それは本当にこのところ軽い任務にしかついていなかったのと、前方に関しては大抵は先に飛び込む錆兎が警戒してくれることに慣れきっていたせいだと思う。
その日は錆兎はどうしても単体で潜入して欲しいという任務を任されてでかけていて、義勇は暇を持て余していた。

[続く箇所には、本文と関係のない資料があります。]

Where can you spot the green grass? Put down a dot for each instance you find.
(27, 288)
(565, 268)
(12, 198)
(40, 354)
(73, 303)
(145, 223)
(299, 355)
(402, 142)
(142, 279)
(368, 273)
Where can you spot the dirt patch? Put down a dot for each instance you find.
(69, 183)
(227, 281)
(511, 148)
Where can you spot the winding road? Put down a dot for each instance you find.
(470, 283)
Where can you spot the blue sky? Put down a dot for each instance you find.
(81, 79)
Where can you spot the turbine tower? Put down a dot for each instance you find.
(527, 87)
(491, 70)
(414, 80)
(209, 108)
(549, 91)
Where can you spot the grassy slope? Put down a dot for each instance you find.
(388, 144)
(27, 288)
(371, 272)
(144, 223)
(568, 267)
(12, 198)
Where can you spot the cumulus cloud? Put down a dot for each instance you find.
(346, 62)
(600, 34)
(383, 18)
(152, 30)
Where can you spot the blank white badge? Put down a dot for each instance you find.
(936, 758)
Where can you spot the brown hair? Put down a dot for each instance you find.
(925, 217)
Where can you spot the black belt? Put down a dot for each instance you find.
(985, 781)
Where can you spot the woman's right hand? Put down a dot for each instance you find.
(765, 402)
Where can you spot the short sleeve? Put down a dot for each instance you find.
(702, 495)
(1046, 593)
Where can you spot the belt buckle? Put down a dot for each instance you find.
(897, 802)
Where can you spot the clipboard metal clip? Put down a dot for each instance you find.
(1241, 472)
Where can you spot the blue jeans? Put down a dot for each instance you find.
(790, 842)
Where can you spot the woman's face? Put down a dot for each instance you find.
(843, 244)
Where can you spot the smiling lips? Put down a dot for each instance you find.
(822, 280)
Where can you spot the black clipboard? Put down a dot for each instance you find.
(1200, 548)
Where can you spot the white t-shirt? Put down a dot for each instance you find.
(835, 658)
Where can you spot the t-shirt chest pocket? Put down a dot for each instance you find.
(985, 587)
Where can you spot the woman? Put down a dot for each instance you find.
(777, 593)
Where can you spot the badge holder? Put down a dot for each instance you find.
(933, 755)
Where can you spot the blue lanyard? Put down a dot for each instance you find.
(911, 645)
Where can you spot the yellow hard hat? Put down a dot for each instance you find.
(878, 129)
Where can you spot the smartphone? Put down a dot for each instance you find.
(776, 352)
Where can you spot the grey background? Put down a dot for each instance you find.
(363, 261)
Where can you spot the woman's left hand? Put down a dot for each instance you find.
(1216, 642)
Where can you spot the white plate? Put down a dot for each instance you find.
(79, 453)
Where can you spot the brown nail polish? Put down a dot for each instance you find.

そうして暇なのでたまには散歩でも…とテチテチと歩いていたら、鎹鴉がヨロヨロと飛んできて、
──街の西の森で隊員苦戦中~手が空いている乙以上の隊員は助勢に向かえ~
と、言うのでこれは柱としては向かうべきだろう!と急いで向かった。
指定された場所に来てみれば、皆倒れている。
外傷もなく…ただ眠っているように見える。
「義勇さん、これは一体…」
と、後ろで同じく駆けつけたのだろう。
胡蝶しのぶが訝しげに辺りを見回して言った。
「俺も今ついたばかりで…わからない…」
と、言った瞬間に何かが飛んできて、義勇は反射的に凪で交わした。
「あそこですっ!!」
と、しかしその直後、しのぶはすでに鬼の姿を感知して駆け出している。
これがとにかく早い。
「駄目だっ!行くなら俺の間合いに!!」
と叫ぶも、しのぶよりかなり遅れて攻撃が来る方向に気づいた義勇の防御は間に合わない。
避けきれない攻撃がしのぶに向かう。
全力で走ったらかばうくらいはできるかもしれないが、呼吸は使えない。
しのぶは…錆兎と自分の可愛い最初の後輩カナエの妹だ。
錆兎も実の妹のように可愛がっている……
駄目だっ!!
と、思えば、防御の方を捨てて走るという選択肢しかなかった。
しのぶを突き飛ばして己が攻撃を食らう。
…が、不思議な事に痛みはまったくなかった。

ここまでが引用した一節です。